Biographie der Schützengesellschaft Berg und Tal Grafing e. V.

Am 19. Dezember 1909 fanden sich einige Leute aus Grafing und Umgebung im Gasthaus „Grafinger Häusl“ ein und gründeten die Schützengesellschaft Berg und Tal Grafing. Als erstes wurden die Statuten geschrieben, das bis zum 24. Dezember 1909 andauerte. Der erste offizielle Schießabend war dann am 6. November 1910, an dem 20 Schützen teilnahmen. Ziel des Vereins war in erster Linie das Zusammentreffen in geselliger Runde. Sportliche Leistung war zweitrangig. Zum ersten Schützenmeister wurde Bartholomäus Pfaller gewählt, zum zweiten Schützenmeister Alois Schied, zum Schriftführer Stephan Schied, zum Kassier Joseph Seeleitner und als Beisitzer stellten sich Kleophas Holzmeier und Georg Meier zur Verfügung. Erster Schützenmeister Pfaller führte das Amt bis 1950 aus. Von 1950 bis 1965 lenkte Johann Siglreithmaier die Geschicke des Vereins. Auf ihn folgte Franz Riedl, der das Amt 1985 an Hans Esterl übergab. Im Jahre 2000 übernahm Martin Pichler das Amt des Schützenmeisters. Seit 2003 führt Johann Vogl den Verein.

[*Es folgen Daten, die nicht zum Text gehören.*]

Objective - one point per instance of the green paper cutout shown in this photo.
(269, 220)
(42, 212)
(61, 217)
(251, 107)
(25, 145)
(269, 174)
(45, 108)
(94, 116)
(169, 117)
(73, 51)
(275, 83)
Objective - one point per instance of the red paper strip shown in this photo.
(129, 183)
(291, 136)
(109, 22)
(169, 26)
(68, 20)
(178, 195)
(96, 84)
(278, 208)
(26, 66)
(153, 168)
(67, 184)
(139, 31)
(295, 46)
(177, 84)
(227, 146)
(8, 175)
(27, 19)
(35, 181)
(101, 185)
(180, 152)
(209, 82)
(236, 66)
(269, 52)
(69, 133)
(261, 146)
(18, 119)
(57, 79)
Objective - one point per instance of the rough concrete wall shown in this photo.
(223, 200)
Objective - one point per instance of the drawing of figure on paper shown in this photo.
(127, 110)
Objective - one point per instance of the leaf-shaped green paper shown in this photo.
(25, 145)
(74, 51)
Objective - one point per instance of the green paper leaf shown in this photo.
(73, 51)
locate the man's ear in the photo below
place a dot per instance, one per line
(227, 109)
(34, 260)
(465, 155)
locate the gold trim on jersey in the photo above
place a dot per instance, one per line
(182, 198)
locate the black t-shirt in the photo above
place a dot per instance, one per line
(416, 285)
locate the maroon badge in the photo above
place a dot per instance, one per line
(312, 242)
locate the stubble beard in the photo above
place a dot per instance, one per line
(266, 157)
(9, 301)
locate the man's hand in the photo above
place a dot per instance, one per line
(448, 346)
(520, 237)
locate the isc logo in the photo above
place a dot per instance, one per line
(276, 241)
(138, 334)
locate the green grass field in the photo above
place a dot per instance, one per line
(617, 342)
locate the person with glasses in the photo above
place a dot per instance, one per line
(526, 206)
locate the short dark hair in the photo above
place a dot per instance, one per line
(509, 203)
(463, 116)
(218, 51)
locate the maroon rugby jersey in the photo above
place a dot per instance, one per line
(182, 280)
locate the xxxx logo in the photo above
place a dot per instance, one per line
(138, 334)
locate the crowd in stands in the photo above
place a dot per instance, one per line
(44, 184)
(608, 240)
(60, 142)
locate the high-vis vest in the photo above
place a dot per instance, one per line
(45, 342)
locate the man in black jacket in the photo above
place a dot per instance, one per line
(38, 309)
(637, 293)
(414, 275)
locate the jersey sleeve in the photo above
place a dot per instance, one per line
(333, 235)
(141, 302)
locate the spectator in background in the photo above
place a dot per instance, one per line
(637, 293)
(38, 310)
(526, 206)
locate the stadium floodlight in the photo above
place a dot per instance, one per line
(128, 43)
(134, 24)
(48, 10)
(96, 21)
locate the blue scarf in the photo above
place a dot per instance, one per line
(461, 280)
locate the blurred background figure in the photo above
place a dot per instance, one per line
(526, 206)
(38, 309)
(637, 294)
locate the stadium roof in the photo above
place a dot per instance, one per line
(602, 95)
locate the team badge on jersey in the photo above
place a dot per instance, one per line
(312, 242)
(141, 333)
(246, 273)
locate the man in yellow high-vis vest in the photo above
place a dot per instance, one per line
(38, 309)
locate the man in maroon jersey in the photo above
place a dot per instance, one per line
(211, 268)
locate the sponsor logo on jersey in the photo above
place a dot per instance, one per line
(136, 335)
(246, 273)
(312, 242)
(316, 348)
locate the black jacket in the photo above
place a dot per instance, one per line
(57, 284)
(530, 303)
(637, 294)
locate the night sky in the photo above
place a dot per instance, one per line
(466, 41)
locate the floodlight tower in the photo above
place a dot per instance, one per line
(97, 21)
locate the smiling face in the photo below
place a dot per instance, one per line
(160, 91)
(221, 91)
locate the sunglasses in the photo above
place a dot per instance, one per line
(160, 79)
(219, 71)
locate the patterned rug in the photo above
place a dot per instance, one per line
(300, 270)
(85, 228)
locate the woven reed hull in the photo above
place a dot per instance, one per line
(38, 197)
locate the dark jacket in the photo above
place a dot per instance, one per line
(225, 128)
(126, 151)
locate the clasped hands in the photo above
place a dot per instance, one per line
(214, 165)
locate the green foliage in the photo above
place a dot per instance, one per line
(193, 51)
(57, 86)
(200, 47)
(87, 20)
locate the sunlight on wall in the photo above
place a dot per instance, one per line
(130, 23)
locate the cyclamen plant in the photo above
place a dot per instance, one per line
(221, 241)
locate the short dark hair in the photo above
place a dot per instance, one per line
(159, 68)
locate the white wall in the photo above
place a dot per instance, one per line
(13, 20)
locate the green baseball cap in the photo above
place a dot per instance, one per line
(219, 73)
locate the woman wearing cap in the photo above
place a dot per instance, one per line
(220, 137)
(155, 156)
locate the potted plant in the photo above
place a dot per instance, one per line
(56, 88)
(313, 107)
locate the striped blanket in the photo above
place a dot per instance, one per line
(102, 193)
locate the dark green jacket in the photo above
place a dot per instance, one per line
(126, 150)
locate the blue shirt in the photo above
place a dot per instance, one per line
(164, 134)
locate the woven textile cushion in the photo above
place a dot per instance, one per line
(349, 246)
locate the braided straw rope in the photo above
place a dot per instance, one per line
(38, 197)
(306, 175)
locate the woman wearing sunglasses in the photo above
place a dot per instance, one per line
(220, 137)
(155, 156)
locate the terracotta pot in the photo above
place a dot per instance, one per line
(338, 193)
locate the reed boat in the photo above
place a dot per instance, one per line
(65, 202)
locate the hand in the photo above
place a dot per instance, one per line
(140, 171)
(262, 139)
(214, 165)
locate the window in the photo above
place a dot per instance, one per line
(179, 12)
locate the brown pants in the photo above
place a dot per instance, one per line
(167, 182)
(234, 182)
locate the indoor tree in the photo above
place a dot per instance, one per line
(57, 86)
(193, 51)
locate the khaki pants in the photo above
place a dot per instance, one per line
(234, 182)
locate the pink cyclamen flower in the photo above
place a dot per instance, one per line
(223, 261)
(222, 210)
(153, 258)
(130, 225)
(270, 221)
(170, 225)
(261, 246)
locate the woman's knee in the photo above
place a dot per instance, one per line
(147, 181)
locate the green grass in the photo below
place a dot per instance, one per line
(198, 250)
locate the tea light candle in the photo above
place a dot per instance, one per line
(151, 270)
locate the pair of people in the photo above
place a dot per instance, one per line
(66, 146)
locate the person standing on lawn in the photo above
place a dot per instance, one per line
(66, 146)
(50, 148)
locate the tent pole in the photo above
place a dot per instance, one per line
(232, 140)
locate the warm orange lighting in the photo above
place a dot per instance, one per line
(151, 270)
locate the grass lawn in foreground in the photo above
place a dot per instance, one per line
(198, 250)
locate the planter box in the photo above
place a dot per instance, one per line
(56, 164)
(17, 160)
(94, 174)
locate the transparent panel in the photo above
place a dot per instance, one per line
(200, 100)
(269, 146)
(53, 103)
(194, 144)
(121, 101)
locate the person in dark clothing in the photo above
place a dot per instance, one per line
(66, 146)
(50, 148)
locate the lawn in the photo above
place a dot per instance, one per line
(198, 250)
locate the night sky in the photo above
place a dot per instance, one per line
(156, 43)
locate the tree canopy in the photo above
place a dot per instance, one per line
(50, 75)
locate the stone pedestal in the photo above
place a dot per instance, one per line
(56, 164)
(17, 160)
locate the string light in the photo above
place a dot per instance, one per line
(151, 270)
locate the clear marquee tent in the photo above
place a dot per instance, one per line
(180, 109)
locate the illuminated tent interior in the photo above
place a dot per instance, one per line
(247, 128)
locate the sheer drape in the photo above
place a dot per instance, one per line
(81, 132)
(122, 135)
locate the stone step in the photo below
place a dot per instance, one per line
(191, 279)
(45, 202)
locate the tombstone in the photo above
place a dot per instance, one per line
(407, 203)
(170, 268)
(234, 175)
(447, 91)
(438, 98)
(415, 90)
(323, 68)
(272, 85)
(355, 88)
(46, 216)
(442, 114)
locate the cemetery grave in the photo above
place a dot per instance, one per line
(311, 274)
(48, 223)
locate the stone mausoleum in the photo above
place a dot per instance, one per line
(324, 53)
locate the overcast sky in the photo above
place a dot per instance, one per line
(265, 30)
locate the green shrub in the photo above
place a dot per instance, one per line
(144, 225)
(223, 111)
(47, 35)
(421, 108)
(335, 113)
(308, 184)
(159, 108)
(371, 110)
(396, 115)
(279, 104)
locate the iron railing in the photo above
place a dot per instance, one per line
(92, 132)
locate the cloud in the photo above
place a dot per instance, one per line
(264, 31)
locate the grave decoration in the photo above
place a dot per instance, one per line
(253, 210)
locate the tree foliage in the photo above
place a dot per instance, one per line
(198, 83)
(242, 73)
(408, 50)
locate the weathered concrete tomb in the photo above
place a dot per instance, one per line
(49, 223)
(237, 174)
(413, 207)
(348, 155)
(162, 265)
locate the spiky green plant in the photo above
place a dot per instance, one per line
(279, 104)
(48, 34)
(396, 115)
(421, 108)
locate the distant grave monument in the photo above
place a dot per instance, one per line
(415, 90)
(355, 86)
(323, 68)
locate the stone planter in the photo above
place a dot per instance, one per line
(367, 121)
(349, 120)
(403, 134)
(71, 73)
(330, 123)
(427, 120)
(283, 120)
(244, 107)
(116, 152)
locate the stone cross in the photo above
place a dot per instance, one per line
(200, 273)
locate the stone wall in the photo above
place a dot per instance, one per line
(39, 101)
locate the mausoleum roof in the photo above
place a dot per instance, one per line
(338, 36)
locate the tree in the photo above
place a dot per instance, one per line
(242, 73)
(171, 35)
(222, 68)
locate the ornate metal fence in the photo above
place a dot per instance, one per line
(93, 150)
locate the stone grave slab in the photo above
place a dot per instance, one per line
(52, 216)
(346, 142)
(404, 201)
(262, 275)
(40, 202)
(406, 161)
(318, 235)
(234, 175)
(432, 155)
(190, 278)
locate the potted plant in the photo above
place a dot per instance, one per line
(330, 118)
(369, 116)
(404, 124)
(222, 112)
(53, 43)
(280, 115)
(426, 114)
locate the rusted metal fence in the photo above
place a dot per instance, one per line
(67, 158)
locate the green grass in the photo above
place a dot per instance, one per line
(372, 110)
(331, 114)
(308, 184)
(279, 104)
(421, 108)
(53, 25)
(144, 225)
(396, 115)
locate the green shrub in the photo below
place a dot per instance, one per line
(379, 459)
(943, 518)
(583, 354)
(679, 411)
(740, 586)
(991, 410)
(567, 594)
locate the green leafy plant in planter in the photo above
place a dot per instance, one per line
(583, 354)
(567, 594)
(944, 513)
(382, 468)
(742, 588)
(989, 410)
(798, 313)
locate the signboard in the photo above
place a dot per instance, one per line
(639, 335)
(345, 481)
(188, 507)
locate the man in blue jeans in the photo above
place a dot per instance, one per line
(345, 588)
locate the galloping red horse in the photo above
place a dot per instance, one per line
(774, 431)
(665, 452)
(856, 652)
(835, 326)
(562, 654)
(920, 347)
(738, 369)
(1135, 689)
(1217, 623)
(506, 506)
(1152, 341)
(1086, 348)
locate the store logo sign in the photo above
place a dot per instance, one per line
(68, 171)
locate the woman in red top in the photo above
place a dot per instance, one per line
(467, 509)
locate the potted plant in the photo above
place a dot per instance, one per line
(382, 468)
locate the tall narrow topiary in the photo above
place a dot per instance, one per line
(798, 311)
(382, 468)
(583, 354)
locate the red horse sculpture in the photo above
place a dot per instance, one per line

Von der Gründung bis ins Jahr 1976 war der Verein im Gasthaus Grafinger Häusl beheimatet. Infolge des zweiten Weltkrieges ruhte das Vereinsleben von 1940 bis 1950. Zum 50-jährigen Bestehen schaffte sich der Verein eine Schützenkette an, die noch heute in Gebrauch ist und jedes Jahr einen neuen Taler des Schützenkönigs erhält. 1962 erhielt der Verein eine Vereinsfahne, die am 12. Juni 1962 geweiht wurde. Nach dem Tod unserer Herbergsmutter Rosa Zunhammer im August 1976 musste sich der Verein nach einer neuen Bleibe umsehen. Seit der Saison 1976/77 wird der Schießbetrieb im Gasthaus Schildhauer in Halfing abgehalten. Die Schießsaison beginnt immer am Donnerstag nach dem Halfinger Kirta und endet kurz nach Ostern. Während dieser Zeit ist es Interessenten möglich „Schießluft“ zu schnuppern. Noch heute huldigen wir dem alten Vereinsmotto: Schießen mit viel geselliger Unterhaltung.